The Trump Administration’s new interpretation of Title IX, in the eyes of Betsy DeVos, includes some “historic changes” (NPR) to the Obama-era rules. DeVos aims to end “Kangaroo Courts” (The Washington Post) that supposedly ensued following the Dear Colleague letter.

This meaning, DeVos wants to better protect students accused of sexual misconduct. To this end, the new rules mandate live hearings by adjudicators, and real-time cross examination of each student by the other student’s lawyer or representative. DeVos says this is simply a matter of fair judgement, and aims to prevent false accusations with these thorough proceedings. DeVos represents the voices of many conservative Americans with this new policy; many believe that men can all too easily be falsely accused of sexual misconduct with minimal evidence, and punished for a crime they did not commit. 


Credit: The Guardian

Allow me to interject. First, some facts: over the past twenty years, only 2-10% of rape accusations are proven to be fake, according to the authors of this US Study. The FBI has pinned the number of “unfounded rapes” – rapes determined to be false after investigation – at 8% (BBC). This makes for a minuscule number of false accusations, particularly when taking into account to the sheer amount of unreported sexual assault cases that make evident the fact that victims feel uncomfortable coming to their own defense more often than they unjustly point fingers. Although false accusations are terrible, one must wonder why DeVos wants to defend this tiny percentage of accused predators, while directly alienating the far, far, larger population of honest victims.
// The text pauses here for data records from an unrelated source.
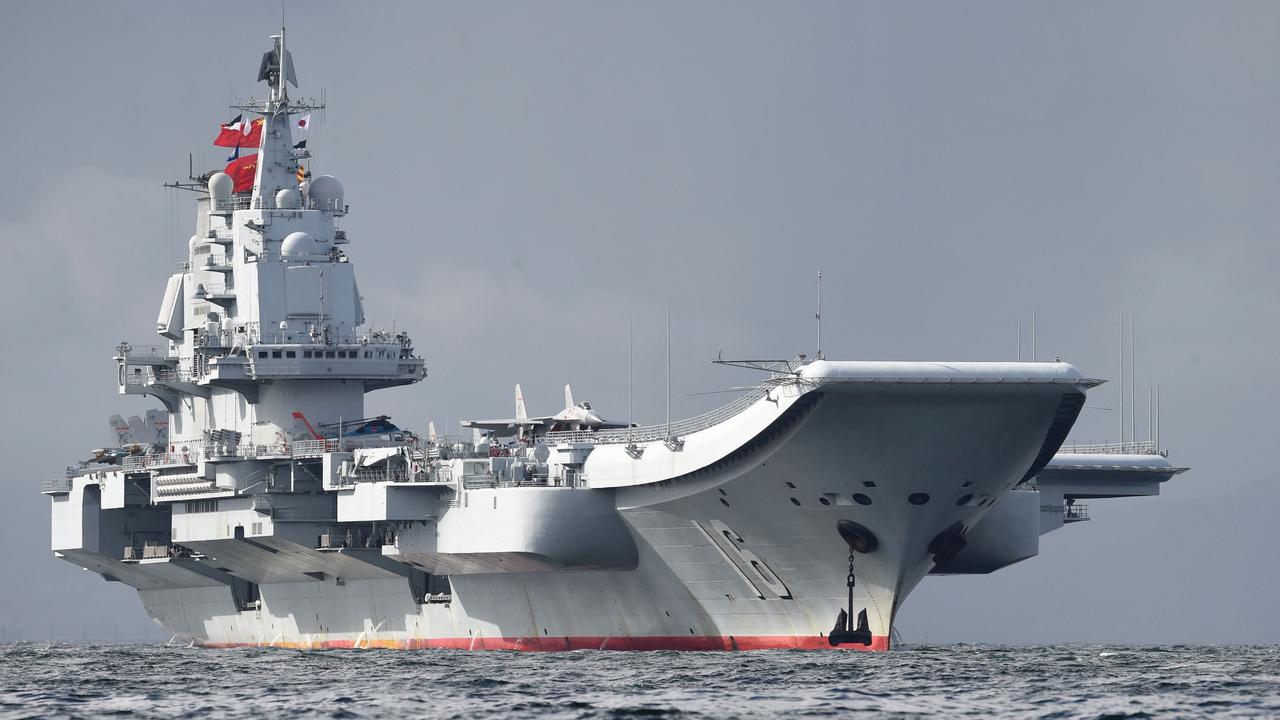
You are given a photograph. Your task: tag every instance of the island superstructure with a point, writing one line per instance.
(275, 510)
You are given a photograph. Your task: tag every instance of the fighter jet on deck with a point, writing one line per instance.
(133, 437)
(574, 417)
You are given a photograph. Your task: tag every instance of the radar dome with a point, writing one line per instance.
(220, 186)
(300, 244)
(325, 192)
(287, 199)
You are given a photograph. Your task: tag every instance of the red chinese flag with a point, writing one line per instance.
(254, 137)
(242, 172)
(237, 133)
And let’s get something straight. She is silencing the voices of victims. Being the victim of sexual misconduct is a deeply traumatizing experience, which is why so many cases of rape often go unreported. With the added threat of a victim being grilled by the lawyer of their rapist? Of testifying in front of a live audience that does not believe them? Expect the cases of reported rape to plummet in the coming years. No, not due to DeVos’s genius, her apt shut down of false accusers – because traumatized victims don’t want to be treated like criminals. 
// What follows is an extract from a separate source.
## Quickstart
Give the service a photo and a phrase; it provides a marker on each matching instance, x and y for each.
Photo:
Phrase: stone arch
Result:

DeVos even went so far as to narrow the definition of sexual assault, so only that which is “severe, pervasive and objectively offensive” warrants investigation (NPR). This is in stark contrast to the Obama Administration’s definition, which identified sexual acts without consent to be assault. This Obama-era definition allowed victims to report incidents where they felt violated. This new definition further prohibits victims from being able to get justice for the crimes committed against them. Whether a case of sexual misconduct is considered ‘objectively offensive’ is entirely out of the control of the victim. 

To me, Betsy DeVos’s actions are a heinous violation of civil rights. To me, this gives the accused unjust amounts of power over a vulnerable victim. Cross examination is not nearly so disturbing for the one who committed the crime as the one who suffered through it.

Why should BHS students care? Title IX dictates how all public schools in the United States handle cases of sexual assault. We are not just talking colleges here; remember, the Title applies to places of education that receive federal funding. We’re talking kindergarten, middle school, high school, everything. Sexual assault is a prevalent problem in every grade level. Why should a kid my age or younger, having experienced something traumatic, be cross examined simply for wanting justice? Why should a kid my age be denied justice simply because of an inflexible definition? What if these things happen to me, as I move into my senior year, and graduate to college? 

Credit: Twitter – a reference to the #MeToo hashtag first circulated in October 2017, and DeVos’s Title IX interpretation in 2020.

I will end this where it began: my Twitter page. While many find the scroll of bad news to be a particularly depressing venture, I find it imperative to stay informed. I find my small corner of the digital universe, in which the people I follow care deeply about injustices such as these, to be comforting more than anything.